Tiger slept for some of them, the way cats sleep — one eye closed, one ear open, never fully surrendering to unconsciousness because the world could not be trusted to behave itself unsupervised.
He watched the boys during the waking hours. The oldest sat with his window, quiet, watching the new landscape with the assessing eyes of someone cataloguing what he’d have to work with.
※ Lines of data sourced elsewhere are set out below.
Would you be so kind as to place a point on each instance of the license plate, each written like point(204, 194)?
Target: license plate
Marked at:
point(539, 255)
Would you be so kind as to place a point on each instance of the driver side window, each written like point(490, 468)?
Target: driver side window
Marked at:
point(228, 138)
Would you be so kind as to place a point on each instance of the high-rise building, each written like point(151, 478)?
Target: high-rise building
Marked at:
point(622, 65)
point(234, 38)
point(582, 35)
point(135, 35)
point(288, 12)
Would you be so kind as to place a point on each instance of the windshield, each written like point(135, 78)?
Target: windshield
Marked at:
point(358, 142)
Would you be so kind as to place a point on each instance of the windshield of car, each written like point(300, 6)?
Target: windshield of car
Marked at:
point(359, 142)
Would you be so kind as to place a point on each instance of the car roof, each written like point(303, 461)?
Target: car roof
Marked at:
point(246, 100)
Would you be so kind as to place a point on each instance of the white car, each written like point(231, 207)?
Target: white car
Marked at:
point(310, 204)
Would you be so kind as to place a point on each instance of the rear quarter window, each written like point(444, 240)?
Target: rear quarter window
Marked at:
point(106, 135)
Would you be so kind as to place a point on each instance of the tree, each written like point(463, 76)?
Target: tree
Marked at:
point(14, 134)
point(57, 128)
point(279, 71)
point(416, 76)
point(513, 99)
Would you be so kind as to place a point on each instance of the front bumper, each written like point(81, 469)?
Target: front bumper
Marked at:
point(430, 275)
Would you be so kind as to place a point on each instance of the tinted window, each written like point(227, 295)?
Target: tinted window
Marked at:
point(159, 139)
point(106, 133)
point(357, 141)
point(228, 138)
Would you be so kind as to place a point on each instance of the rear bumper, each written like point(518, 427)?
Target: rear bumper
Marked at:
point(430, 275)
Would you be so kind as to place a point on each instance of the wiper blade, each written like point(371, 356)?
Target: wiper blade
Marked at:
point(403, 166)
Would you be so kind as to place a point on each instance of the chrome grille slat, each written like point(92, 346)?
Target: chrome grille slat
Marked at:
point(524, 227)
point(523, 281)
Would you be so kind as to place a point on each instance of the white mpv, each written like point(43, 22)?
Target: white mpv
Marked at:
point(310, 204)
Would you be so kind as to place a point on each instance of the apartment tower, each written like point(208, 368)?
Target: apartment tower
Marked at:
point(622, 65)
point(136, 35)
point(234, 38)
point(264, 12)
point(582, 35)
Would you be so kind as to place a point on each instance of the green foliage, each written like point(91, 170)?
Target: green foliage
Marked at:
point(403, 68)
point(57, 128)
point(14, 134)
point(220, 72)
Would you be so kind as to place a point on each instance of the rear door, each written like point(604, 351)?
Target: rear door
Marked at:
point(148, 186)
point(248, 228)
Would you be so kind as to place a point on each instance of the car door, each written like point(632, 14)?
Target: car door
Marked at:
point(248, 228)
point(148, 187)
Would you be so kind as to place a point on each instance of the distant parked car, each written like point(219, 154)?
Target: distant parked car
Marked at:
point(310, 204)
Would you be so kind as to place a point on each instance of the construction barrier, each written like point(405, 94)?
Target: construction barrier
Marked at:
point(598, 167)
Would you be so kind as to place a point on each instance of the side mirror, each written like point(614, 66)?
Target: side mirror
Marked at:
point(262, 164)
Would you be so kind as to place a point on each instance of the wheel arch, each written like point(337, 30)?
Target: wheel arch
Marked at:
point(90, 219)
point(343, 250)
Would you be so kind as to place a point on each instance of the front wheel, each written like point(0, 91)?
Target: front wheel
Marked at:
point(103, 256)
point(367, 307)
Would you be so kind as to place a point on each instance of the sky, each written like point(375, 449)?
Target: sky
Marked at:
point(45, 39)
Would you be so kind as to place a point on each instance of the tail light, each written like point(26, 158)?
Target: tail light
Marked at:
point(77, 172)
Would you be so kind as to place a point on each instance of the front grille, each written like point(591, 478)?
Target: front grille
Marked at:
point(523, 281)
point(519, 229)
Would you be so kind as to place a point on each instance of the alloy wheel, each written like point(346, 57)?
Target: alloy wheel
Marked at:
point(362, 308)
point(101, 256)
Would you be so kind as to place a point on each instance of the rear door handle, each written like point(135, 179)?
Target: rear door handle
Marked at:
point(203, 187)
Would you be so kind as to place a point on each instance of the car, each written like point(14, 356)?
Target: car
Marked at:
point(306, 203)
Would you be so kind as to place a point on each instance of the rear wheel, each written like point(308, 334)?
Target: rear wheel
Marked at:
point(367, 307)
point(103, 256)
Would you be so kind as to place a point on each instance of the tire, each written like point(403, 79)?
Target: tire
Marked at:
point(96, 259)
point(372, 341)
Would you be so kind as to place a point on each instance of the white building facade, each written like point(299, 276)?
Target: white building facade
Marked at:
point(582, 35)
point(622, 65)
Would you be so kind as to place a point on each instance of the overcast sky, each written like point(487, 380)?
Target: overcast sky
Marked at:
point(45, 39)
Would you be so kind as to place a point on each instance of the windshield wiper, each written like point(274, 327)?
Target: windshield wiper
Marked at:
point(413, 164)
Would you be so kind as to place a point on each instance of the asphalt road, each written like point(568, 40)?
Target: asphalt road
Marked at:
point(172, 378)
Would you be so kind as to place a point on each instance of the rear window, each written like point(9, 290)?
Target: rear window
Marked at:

The middle one had a notebook and was drawing or writing — his pen moved across the page in the same patterns it always did, and Tiger found the scratch of it soothing.
The youngest fell asleep three times, woke up three times, asked “are we there yet” seven times, and spilled juice once, which Tiger found personally offensive even though it didn’t reach his crate.
Mom drove with the steady focus of a woman who had navigated everything from homesteads to hospitals and wasn’t going to let 800 miles slow her down. She hummed sometimes. Country songs, church songs, songs that Tiger had heard in every house they’d ever lived in, a soundtrack that stayed the same even when everything else changed.
Dad, in the U-Haul ahead of them, was a pair of taillights and a phone call: “You okay back there?” Every hour. “We’re fine.” Every hour.
Tiger settled deeper into his fleece.
This was the third move. Or the fourth. Tiger had lost count, because counting moves implied that moving was unusual, and for this family, it wasn’t. Home was wherever they stopped. Home was wherever the heater was, and the food bowl, and the big warm surface that breathed and had a heartbeat.
Tiger looked across the back seat at Gunner’s crate. The dog’s nose was pressed against the door, twitching, smelling something in the air that was making his tail wag.
Tiger closed his eyes.
Wherever they were going, the dog would be there.
That was sufficient.
Both Versions
They arrived after dark.
The Virginia mountains were invisible in the blackness, but they were there — Tiger could feel them, the way the air moved differently when it had to go around something massive. The stars were brighter here than anywhere they’d been, scattered across a sky so clear it looked fake.
Dad pulled the U-Haul into the driveway of the place where they’d be staying — friends’ house, temporary, another stop on the way to wherever they were going next. Mom parked behind him. The engine ticked as it cooled.
Nobody moved for a moment. The car was quiet. The boys were asleep — all three, even the youngest, who had finally surrendered somewhere in the mountains of West Virginia. Their faces were soft in the dashboard light, younger than they looked during the day.
Mom sat in the driver’s seat and looked at the dark shapes of mountains against the stars. She’d driven 800 miles. She was tired in a way that went deeper than muscles.
Then Gunner whined. Softly. The whine that meant I need to pee but also meant I know we’re here, wherever here is, and I’m ready.
Mom smiled.
“Okay, guys,” she said softly. “We’re here.”
She opened the car door. The Virginia night air rushed in — cool, clean, smelling like pine and wood smoke and something ancient and mountainous that neither Gunner nor Tiger had ever smelled before.
Gunner inhaled and his tail went into overdrive.
Tiger’s ears rotated forward, sampling the new frequencies.
The boys stirred, mumbled, began the slow process of reassembling consciousness.
And a family — tired, cramped, 800 miles from the last place they’d called home — stepped out into a new state, a new landscape, a new chapter.
Gunner peed on the first tree he found.
Tiger sat on the porch railing and looked at the dark mountains.
Both of them, in their own way, said the same thing:
Okay. Let’s see what this place has.